Se antes o nome sonante no contrabando e pesca ilegal em Moçambique era apontada a China, segundo um estudo do Centro de Integridade Publica (CIP), Tanzânia, país vizinho a norte, também está alegadamente a fazer o mesmo, pescar e levar o produto ao seu país, a partir das águas marítimas da província de Cabo Delgado.
O CIP afirma, num estudo sobre a situação de pesca em Moçambique realizado em 2022, que o sector de pesca que chegou a contribuir com 20% no Produto Interno Bruto, e 50% de exportações, reduziu e viu a sua contribuição em queda brusca.
O estudo intitulado “As pescas em Moçambique: um sector vítima de má gestão e alianças promíscuas”, aponta falta de meios para fiscalizar os quase três mil quilómetros da costa, abrindo espaço para pesca ilegal.
Denuncia o CIP que o sector das pescas é um dos que não tem políticas de continuidade, cada governo ou ministro chega monta a sua estrutura de governação.
A organização apela um repensar do sector da pesca, para acabar com os conflitos de interesses.
Estima-se que nos últimos tempos, o país perde cerca de 70 milhões de dólares de pesca ilegal em cada ano.
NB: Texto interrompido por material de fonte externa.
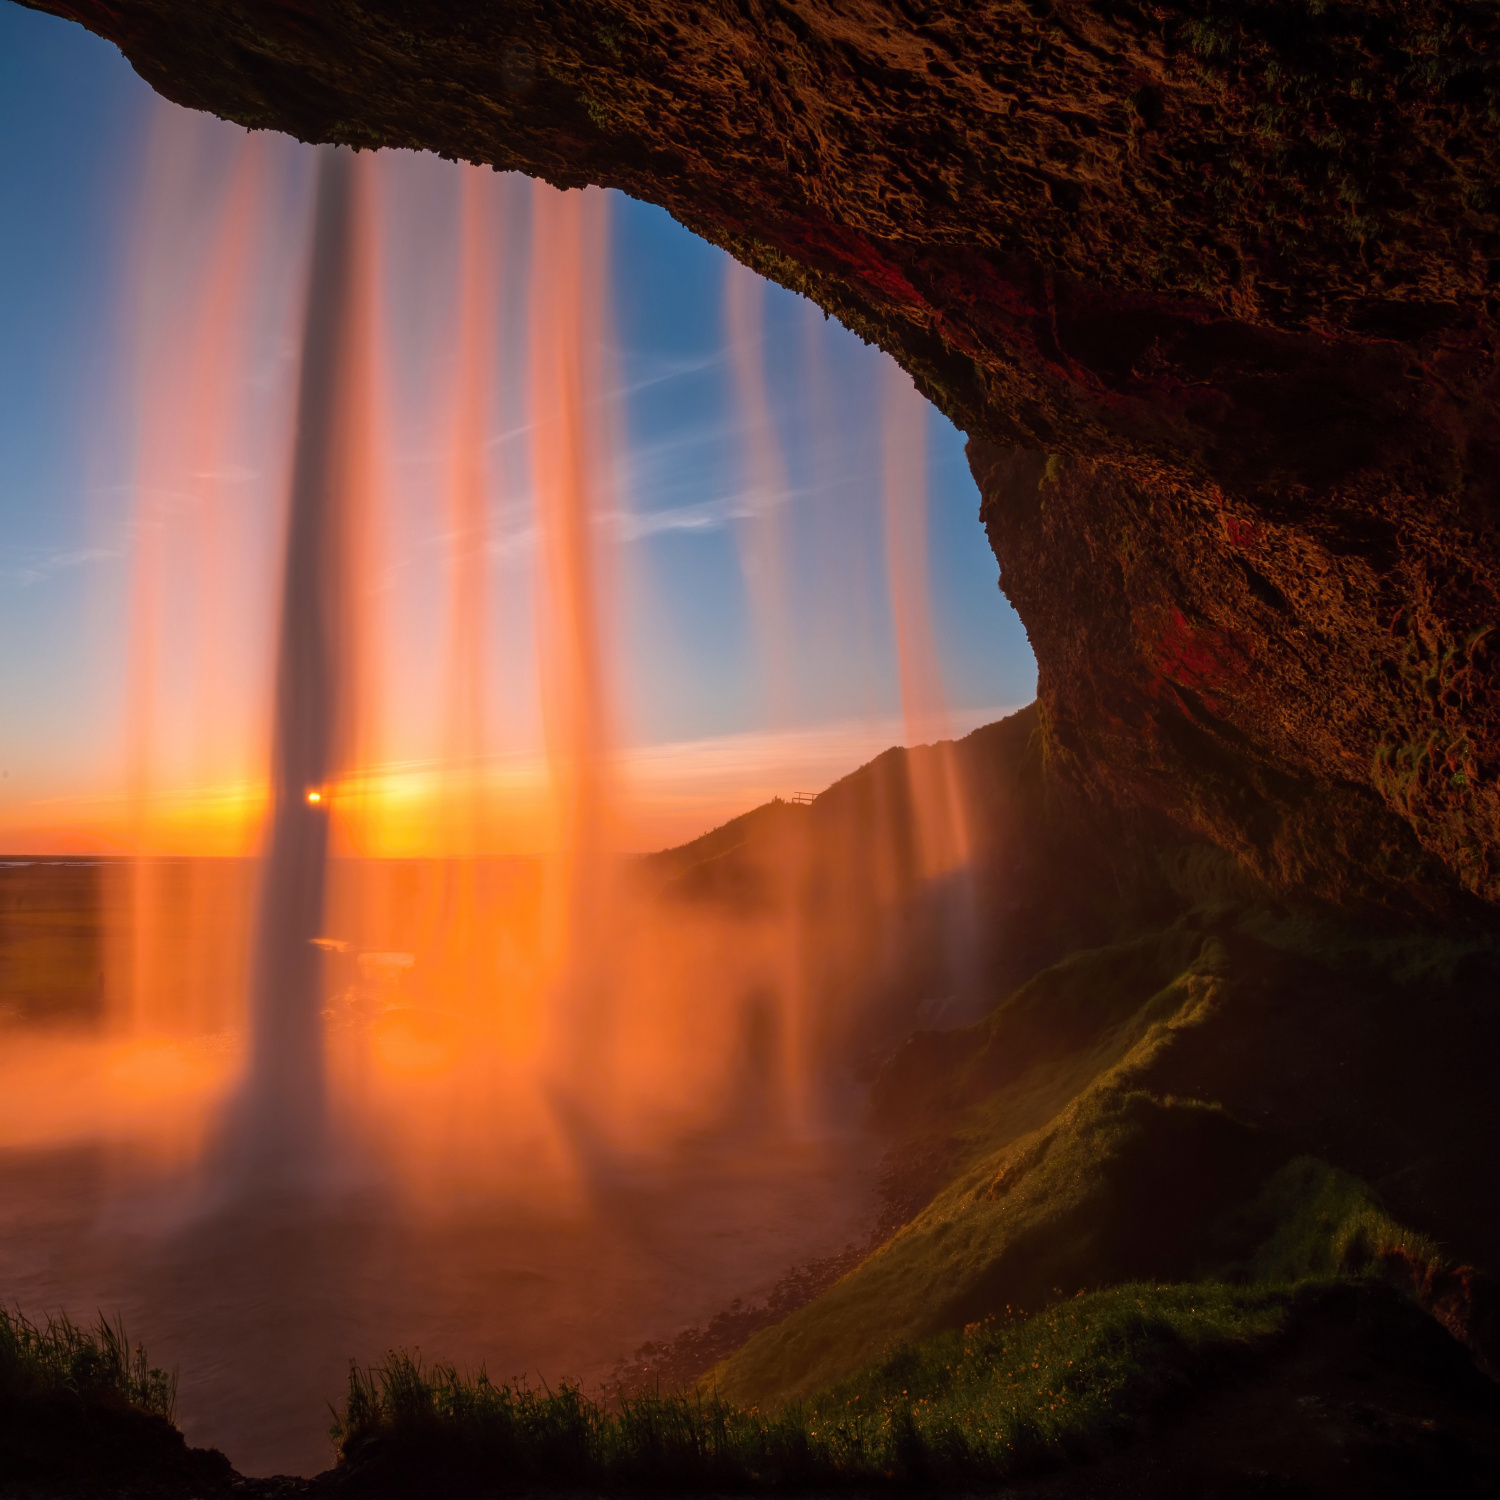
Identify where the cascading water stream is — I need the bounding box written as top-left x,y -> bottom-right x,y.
527,183 -> 620,1121
430,164 -> 498,1008
235,146 -> 374,1182
440,164 -> 496,855
724,261 -> 794,728
89,136 -> 991,1181
880,362 -> 980,1007
121,127 -> 267,1041
881,363 -> 972,880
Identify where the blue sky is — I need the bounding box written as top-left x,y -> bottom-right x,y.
0,2 -> 1036,845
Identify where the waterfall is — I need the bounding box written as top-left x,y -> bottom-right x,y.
235,146 -> 375,1182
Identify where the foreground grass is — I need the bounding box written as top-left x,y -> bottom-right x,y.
332,1279 -> 1321,1487
0,1306 -> 176,1421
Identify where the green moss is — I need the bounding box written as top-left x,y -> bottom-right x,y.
580,92 -> 614,131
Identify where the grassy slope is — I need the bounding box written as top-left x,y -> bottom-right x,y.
795,1278 -> 1344,1475
710,909 -> 1488,1408
713,924 -> 1230,1403
333,1248 -> 1495,1491
626,711 -> 1500,1467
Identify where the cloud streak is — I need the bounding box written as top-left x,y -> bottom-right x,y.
0,545 -> 116,588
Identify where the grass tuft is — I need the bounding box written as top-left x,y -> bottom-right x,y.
331,1281 -> 1316,1488
334,1357 -> 832,1487
0,1306 -> 176,1421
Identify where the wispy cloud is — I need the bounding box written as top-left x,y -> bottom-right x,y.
0,546 -> 117,588
389,352 -> 723,469
613,347 -> 725,397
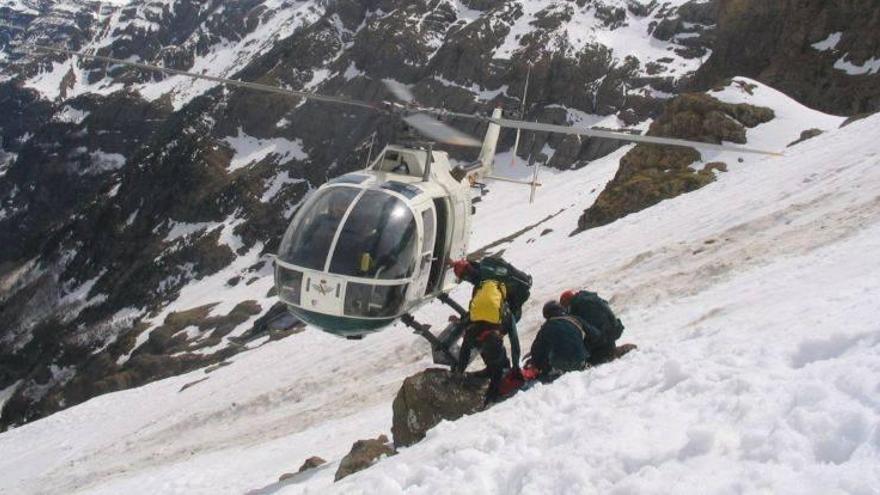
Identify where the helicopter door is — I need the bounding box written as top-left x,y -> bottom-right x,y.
425,198 -> 449,295
412,206 -> 436,297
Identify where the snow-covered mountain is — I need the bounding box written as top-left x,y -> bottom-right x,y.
0,0 -> 877,468
0,79 -> 877,493
0,0 -> 730,427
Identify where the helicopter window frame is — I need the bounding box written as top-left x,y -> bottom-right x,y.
323,187 -> 367,272
420,207 -> 435,255
277,184 -> 362,272
325,187 -> 419,281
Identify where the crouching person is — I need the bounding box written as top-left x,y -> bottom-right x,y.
560,289 -> 625,365
527,301 -> 588,382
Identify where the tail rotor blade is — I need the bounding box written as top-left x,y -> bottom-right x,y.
403,113 -> 480,147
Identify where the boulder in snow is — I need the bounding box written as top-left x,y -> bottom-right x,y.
298,456 -> 326,473
391,368 -> 488,448
334,435 -> 395,481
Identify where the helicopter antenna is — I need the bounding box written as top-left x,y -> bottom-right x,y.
364,131 -> 376,168
511,66 -> 542,204
423,142 -> 434,182
511,66 -> 530,171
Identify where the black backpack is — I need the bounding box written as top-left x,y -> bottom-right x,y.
570,291 -> 624,342
477,256 -> 532,321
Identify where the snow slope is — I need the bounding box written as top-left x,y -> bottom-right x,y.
1,81 -> 878,494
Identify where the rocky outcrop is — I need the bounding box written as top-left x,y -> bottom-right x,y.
391,368 -> 488,448
334,435 -> 395,481
788,129 -> 824,148
691,0 -> 880,115
578,93 -> 774,230
278,456 -> 326,481
298,456 -> 327,473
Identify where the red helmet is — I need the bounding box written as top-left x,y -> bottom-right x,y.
451,259 -> 472,280
560,289 -> 576,307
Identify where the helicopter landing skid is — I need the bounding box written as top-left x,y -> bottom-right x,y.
401,313 -> 466,368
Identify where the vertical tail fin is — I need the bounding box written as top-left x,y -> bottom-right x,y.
477,107 -> 503,175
Governo de Cabo Delgado reconhece problemas de fiscalização e admite contrabando de pescado
Sérgio José, do Instituto Nacional Oceanográfico de Moçambique, diz que a pesca ilegal no banco de São Lázaro é do conhecimento das autoridades, mas a falta de meios de fiscalização impede que acções concretas aconteçam.
“No banco de São Lázaro é do nosso conhecimento, aqui na província, que vem estrangeiros, vão lá pescar. É um importante centro pesqueiro lá, mas infelizmente nós não temos capacidade de fiscalização neste local. Temos a pesca desportiva que ele se referiu, eu vim aqui em Cabo Delgado em 2010, na altura tinha Matemo Lodge, funcionava e fazia essa pesca desportiva também, e recreativa, em que uma vez quando fui lá perguntar, ouvi que os turistas quando vêm fazem a reserva a partir da África do Sul, e vêm fazer actividade e vão se embora, e é essa questão que normalmente aqui na província não temos uma fiscalização directa”.
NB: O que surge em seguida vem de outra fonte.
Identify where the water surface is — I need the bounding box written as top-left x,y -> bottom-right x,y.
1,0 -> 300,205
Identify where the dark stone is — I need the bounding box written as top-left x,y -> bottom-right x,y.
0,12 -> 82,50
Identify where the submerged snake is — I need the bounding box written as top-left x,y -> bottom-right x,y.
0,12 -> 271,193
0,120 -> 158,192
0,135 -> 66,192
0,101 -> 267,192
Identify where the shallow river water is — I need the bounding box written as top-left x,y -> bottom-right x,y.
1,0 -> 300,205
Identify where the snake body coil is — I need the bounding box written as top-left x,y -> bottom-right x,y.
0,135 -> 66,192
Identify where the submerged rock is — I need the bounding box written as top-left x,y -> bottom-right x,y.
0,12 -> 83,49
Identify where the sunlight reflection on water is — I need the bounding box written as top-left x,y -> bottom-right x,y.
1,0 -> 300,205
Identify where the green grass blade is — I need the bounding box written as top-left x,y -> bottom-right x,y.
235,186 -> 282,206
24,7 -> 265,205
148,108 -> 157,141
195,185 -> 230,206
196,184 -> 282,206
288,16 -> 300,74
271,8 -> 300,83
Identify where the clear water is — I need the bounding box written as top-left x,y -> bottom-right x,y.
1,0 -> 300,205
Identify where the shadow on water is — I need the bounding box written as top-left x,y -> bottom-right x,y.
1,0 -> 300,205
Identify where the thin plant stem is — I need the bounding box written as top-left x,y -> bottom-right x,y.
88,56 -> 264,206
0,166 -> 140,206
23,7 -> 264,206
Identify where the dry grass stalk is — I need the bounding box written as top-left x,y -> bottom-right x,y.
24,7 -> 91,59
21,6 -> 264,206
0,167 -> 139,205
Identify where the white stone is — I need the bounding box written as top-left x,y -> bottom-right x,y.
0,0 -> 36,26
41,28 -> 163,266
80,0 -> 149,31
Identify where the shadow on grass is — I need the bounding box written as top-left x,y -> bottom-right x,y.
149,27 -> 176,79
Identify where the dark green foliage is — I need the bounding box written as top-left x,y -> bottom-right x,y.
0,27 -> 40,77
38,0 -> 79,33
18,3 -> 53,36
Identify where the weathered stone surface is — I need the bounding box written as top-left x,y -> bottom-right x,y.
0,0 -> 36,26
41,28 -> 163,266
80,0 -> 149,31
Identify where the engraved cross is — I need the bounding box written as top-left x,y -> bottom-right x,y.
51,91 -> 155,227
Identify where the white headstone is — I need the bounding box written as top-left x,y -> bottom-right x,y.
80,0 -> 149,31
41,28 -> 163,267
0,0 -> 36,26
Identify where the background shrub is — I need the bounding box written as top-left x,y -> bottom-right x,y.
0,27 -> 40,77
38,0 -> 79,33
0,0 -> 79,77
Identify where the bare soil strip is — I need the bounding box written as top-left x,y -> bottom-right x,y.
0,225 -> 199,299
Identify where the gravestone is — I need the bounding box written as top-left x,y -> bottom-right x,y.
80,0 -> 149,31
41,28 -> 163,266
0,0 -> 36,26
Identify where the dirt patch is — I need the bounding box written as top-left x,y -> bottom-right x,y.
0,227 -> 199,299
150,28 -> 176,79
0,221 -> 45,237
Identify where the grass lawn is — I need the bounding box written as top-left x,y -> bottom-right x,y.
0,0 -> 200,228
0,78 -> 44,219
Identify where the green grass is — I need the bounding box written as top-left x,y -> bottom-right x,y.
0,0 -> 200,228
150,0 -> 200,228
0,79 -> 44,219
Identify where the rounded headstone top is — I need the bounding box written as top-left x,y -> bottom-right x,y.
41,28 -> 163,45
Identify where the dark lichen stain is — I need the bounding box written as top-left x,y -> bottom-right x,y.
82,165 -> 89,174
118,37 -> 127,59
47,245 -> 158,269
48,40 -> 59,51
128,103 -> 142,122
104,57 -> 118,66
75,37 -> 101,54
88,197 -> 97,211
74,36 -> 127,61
Em relação a captura ilegal e tráfico do polvo, Sérgio elabora que “praticamente essa questão do polvo aqui em Cabo Delgado, infelizmente nos anos que estamos a fazer esforços, nos últimos dias, vimos que há maior quantidade do polvo que ia para Tanzânia e era cotado lá como sendo da Tanzânia. Temos desafios da fiscalização, grandes desafios, para poder fiscalizar, que o polvo não vá lá que seja cotado aqui em Moçambique, então isso é grande desafio para nós aqui no sector, mas se calhar estou a ver entrada de mais outros colegas da área de fiscalização, exactamente eles podem contribuir sobre esses recursos que são contrabandeados para o país vizinho”.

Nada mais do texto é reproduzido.